Un articolo di Mauro Magatti sul Corriere della Sera analizza l’ascesa del tecnopopulismo nichilista negli USA, una sintesi tra populismo, potere tecnologico e religione. L’alleanza tra Trump e i giganti della tecnologia promuove un’ideologia libertaria senza regole e distrugge la nozione stessa di verità. Il vuoto nichilista viene riempito dalla “teologia della prosperità”, che giustifica le disuguaglianze sociali sostenendo che la ricchezza economica è un segno del favore divino mentre la povertà segnala una fede insufficiente. Alla democrazia si sostituisce così un nuovo populismo, basato sulla manipolazione tecnologica del consenso e sulla giustificazione religiosa di una società classista.

Oligarchia made in U.S.A.

Per decenni, scrive Fabio Pavesi su Domani, il mondo occidentale ha stigmatizzato e denigrato il ruolo e le funzioni delle oligarchie finanziarie sorte nei Paesi dell’ex blocco sovietico. Un intreccio colossale con il potere autocratico che ha favorito la crescita del potere oligarchico finanziario spesso opaco e ambiguo. Un mondo corrotto e dominato dall’accumulo di ricchezze e potere nelle mani di una casta di eletti. Come in una paradossale nemesi storica, tocca ora all’economia di mercato del Paese del turbo liberismo soggiogarsi al nuovo modello di feudalesimo finanziario.
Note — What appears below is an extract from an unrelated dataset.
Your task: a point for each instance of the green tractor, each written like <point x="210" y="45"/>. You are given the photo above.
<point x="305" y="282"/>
USA. Appello contro il piano su Gaza di Trump

Lo firmano oltre 350 rabbini e figure della comunità ebraica nordamericana denunciandolo come un progetto di pulizia etnica e atto immorale. L’iniziativa, diffusa con una pagina pubblicitaria sul New York Times, ha raccolto il sostegno di artisti e intellettuali come Tony Kushner, Naomi Klein e Joaquin Phoenix. Il piano prevede il trasferimento forzato di un milione di palestinesi per fare spazio a un’area immobiliare. Interpellato dai media vaticani, il rabbino David Rosen ha sottolineato la gravità del progetto, ma dubita che l’appello influenzi la politica americana

Necessità e contraddizioni dell’epoca di Trump: alcune tendenze degli Stati Uniti

L’era di Trump, sostiene Vincenzo Costa, risponde a una crisi esistenziale degli USA: declino industriale, perdita di egemonia, dedollarizzazione. In questo contesto, il protezionismo è una necessità. La sfida è rifare degli Stati Uniti una potenza industriale, con cui evitare conflitti commerciali, che va pagata per garantire sicurezza e che attragga talenti tecnologici, non manovalanza a basso costo. Il prezzo è alto: la società americana sta passando dalla polarizzazione al conflitto aperto e non è chiaro se e quanto a lungo le due Americhe potranno convivere. Ma gli oligarchi sono disposti a pagarlo: hanno scelto Trump perché le condizioni lo impongono. E - in risposta a questa chiamata - Trump non sta smantellando lo Stato, lo sta privatizzando. Se vincerà sarà perché la sopravvivenza del sistema lo esige, non per il culto della sua personalità.